Why Robinson is on the list
Lofty praise from the right sources is a good start.
During the Saints' playoff game at Seattle, FOX analyst John Lynch famously revealed that Bill Parcells phoned former pupil Sean Payton to chastise him for not saddling up Robinson, the next version of former Parcells workhorse Curtis Martin.
Undrafted out of West Texas A&M last offseason, Robinson settled for a three-day tryout at the Saints' rookie minicamp. By the time he dominated the game-winning field-goal drive to knock off the Eagles in January, Payton had anointed him the team's "most talented runner of the football."
Robinson enters his second season as Exhibit A in the argument against paying big money for running backs. He forced more missed tackles on 76 regular-season snaps than Ray Rice did on 730, per Pro Football Focus' metrics.
This is a demonstrated skill. Robinson also led the league in forced missed tackles during the preseason and averaged more postseason yards after contact per attempt than Marshawn Lynch and LeGarrette Blount, the latter of whom became the first player in NFL history with at least 150 rushing yards and four touchdowns in a playoff game.
Why devote first-round draft picks to college stars such as Mark Ingram and Trent Richardson when Robinson had already turned out a finer all-around performance in his fourth preseason game than either Alabama star has produced since entering the league?

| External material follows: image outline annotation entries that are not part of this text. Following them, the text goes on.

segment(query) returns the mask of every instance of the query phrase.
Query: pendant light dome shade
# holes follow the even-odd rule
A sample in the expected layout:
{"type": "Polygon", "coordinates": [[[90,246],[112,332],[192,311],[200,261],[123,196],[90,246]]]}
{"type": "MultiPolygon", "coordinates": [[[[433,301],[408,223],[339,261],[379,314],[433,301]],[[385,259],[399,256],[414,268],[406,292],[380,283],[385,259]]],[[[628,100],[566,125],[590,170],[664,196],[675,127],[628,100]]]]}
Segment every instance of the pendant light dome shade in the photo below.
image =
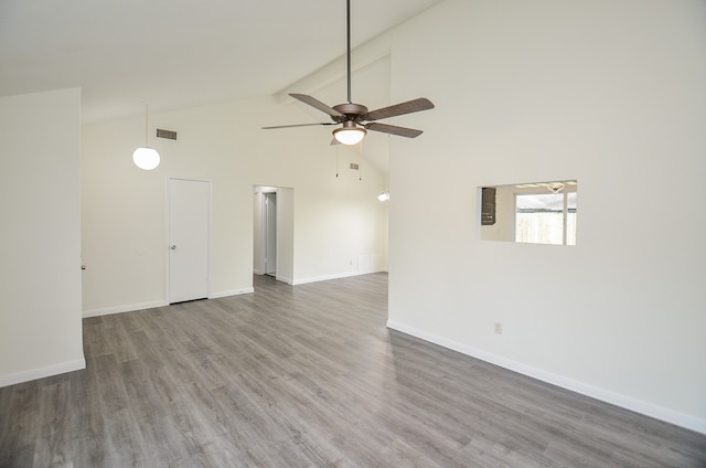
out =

At 6 feet and 220 pounds Robinson boasts three-down size and skills. What stood out on Game Rewind was his exceptional balance, above-average power, plus vision and a decisive burst when he put his foot in the ground and turned up field.
While other backs get tripped up by hits to the lower leg, Robinson consistently regains his footing for extra yards. He's not going down with an arm tackle.

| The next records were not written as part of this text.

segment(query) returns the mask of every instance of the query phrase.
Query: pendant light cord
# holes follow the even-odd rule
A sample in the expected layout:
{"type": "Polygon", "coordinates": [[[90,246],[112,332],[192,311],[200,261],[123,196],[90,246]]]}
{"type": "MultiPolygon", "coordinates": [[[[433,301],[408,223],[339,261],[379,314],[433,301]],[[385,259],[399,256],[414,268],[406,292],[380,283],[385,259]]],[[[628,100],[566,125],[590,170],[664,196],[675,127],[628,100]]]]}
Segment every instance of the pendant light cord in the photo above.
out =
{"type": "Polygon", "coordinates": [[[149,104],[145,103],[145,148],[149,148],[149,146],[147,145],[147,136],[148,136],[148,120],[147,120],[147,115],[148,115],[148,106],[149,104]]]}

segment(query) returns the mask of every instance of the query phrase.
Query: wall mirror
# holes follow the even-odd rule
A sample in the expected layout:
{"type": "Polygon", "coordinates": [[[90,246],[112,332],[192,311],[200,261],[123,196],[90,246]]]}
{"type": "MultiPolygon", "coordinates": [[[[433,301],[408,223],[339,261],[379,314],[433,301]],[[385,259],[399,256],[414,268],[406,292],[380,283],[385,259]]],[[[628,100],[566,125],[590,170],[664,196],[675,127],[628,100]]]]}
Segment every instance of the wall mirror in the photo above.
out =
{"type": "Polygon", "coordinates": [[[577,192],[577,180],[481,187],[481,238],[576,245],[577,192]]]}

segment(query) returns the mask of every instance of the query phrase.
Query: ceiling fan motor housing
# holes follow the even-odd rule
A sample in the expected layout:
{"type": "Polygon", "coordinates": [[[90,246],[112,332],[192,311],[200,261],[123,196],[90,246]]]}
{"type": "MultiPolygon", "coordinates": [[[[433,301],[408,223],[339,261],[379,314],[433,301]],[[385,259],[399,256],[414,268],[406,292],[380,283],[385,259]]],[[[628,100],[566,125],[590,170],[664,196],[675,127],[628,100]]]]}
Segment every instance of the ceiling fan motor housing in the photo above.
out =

The primary obstacle to a breakout is the same as it was for Pierre Thomas last season: Payton plays his entire stable of backs because he believes "each one of those guys has a different skill set, and the versatility is important."
It's an even bigger hurdle for a back running behind an offensive line that struggled to open holes last season.
Robinson can bolster his case for a bigger slice of the pie by learning his assignments and understanding protections in the passing game. Payton has noticed a marked improvement in that area this offseason.
Although Robinson managed only one catch during the regular season and postseason, he demonstrated his receiving chops in preseason action. He also caught 60 passes in college. What's especially promising is that he consistently makes the first defender miss, as you can see in the video to the right.
While Payton has yet to publicly announce an increased role for Robinson, the offseason actions certainly suggest an opportunity to lead the backfield in touches. The Saints traded Darren Sproles, shopped Thomas and declined Ingram's 2015 option.
After adding potential difference-makers in Brandin Cooks and Jairus Byrd this offseason, the Saints are a prime candidate to produce the NFC's best record this season. Payton understands his offense must shift from the wide-open, fast break scheme to a more balanced, ball-control attack to compete with physical superpowers such as the Seahawks and 49ers.
That evolution should lead to a marquee role for New Orleans' premier tackle-breaker. A 1,000-yard season is likely out of the question as long as the committee approach remains intact, but Robinson is a good bet to take center stage in January for a second consecutive season.